On the backend, we'll receive this request in the file src/pages/api/upload-document.ts. This API route will:

  • create a LangChain specific Document object with the document's content (pageContent) and the name of the document as metadata
  • Insert the document into the Pinecone database (more on this shortly)
  • Send back a response to the front-end that the document has been successfully loaded.
// src/pages/api/upload-document.ts
import {insertDocument} from '../../ai-util';
async function handler(req: NextApiRequest, res: NextApiResponse) {
  const {name, text} = JSON.parse(req.body);

  const doc = new Document({
    pageContent: text,
    metadata: {documentName: name},
  });

  const client = new Pinecone();
  const index = client.Index(process.env.PINECONE_INDEX_NAME || '');

  await insertDocument(index, doc);
  res.json({success: true});
}
export default handler;

Step 4: Splitting text into chunks, creating embeddings, and upserting into Pinecone database

Let's dive into the insertDocument function that's inside the src/ai-utils.ts file.

The first thing we'll do is start splitting the text content into chunks.
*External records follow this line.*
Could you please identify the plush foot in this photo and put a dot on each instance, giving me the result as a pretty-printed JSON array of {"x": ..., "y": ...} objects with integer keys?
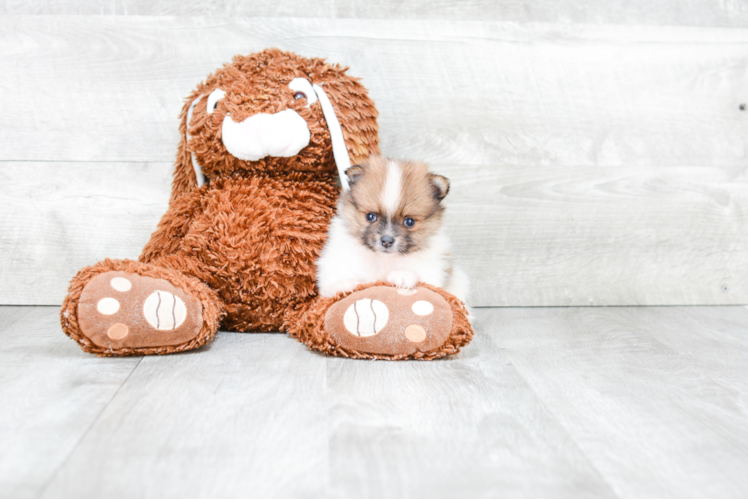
[
  {"x": 119, "y": 310},
  {"x": 385, "y": 321}
]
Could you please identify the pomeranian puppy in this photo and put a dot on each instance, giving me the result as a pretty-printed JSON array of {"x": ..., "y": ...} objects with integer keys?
[{"x": 388, "y": 227}]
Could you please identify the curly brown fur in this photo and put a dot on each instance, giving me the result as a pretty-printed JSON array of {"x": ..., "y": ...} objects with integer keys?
[
  {"x": 309, "y": 328},
  {"x": 267, "y": 75},
  {"x": 212, "y": 310},
  {"x": 246, "y": 243}
]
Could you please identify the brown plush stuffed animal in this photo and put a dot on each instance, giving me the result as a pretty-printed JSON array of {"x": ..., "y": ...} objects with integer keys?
[{"x": 264, "y": 140}]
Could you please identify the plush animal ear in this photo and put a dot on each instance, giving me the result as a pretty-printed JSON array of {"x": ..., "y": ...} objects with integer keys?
[
  {"x": 187, "y": 173},
  {"x": 354, "y": 173},
  {"x": 350, "y": 115},
  {"x": 440, "y": 185}
]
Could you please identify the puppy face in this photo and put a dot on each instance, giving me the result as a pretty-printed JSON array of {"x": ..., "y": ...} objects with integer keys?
[{"x": 393, "y": 207}]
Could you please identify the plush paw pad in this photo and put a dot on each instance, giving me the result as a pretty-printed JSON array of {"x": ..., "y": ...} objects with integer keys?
[
  {"x": 392, "y": 321},
  {"x": 120, "y": 310}
]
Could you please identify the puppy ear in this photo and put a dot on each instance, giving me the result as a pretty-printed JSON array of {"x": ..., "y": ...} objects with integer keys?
[
  {"x": 354, "y": 173},
  {"x": 440, "y": 185}
]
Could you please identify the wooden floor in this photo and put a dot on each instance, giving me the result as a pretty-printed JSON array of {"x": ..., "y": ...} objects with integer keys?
[{"x": 546, "y": 402}]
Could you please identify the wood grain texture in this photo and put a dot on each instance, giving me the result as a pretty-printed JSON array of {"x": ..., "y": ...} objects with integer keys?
[
  {"x": 243, "y": 417},
  {"x": 589, "y": 236},
  {"x": 591, "y": 165},
  {"x": 654, "y": 397},
  {"x": 50, "y": 394},
  {"x": 58, "y": 217},
  {"x": 464, "y": 427},
  {"x": 452, "y": 92},
  {"x": 680, "y": 12},
  {"x": 545, "y": 403}
]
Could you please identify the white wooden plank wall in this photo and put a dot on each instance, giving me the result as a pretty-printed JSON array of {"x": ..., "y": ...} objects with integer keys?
[
  {"x": 592, "y": 164},
  {"x": 662, "y": 13}
]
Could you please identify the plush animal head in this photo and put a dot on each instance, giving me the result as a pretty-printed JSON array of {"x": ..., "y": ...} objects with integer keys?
[{"x": 274, "y": 112}]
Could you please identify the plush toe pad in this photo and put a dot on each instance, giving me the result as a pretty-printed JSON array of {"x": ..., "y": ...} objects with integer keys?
[
  {"x": 119, "y": 310},
  {"x": 384, "y": 320}
]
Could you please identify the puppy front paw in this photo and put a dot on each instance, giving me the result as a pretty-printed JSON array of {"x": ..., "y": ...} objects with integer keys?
[
  {"x": 337, "y": 287},
  {"x": 402, "y": 279}
]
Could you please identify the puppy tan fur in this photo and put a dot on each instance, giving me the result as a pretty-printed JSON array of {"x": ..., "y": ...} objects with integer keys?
[{"x": 389, "y": 227}]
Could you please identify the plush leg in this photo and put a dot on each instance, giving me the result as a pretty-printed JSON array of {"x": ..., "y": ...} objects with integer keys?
[
  {"x": 124, "y": 308},
  {"x": 379, "y": 321}
]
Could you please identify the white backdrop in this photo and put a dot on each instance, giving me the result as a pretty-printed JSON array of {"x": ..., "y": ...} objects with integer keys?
[{"x": 597, "y": 150}]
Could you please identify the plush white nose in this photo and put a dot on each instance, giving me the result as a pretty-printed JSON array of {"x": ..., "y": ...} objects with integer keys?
[{"x": 281, "y": 134}]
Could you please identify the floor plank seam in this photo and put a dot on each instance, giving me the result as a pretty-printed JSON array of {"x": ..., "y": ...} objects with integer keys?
[
  {"x": 57, "y": 470},
  {"x": 561, "y": 425}
]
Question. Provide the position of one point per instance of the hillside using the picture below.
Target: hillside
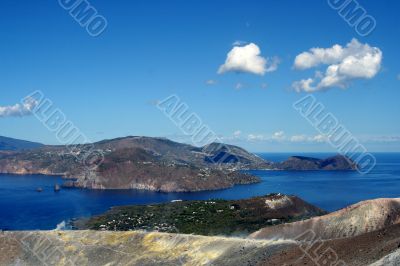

Chunking is the process of splitting large pieces of text into smaller groups. Through chunking, we can ensure we are splitting the larger content into semantically relevant smaller groups. This will help the LLM better understand the input data.

We can use the popular LangChain RecursiveCharacterTextSplitter method to create the chunks.

// src/ai-utils.ts
const textSplitter = new RecursiveCharacterTextSplitter({
  chunkSize: 1000,
});

const chunks = await textSplitter.createDocuments([text]);

There are a few strategies for choosing chunk size. We are using a larger chunk size number (1000) to retain additional context in each chunk. On the other hand, choosing a smaller chunk size number will capture granular semantic information.

Next, we'll create the OpenAI vector embeddings for the document. Embeddings measure the relatedness of text strings. Embeddings can be used for search (our case). The distance between two vectors measures their relatedness.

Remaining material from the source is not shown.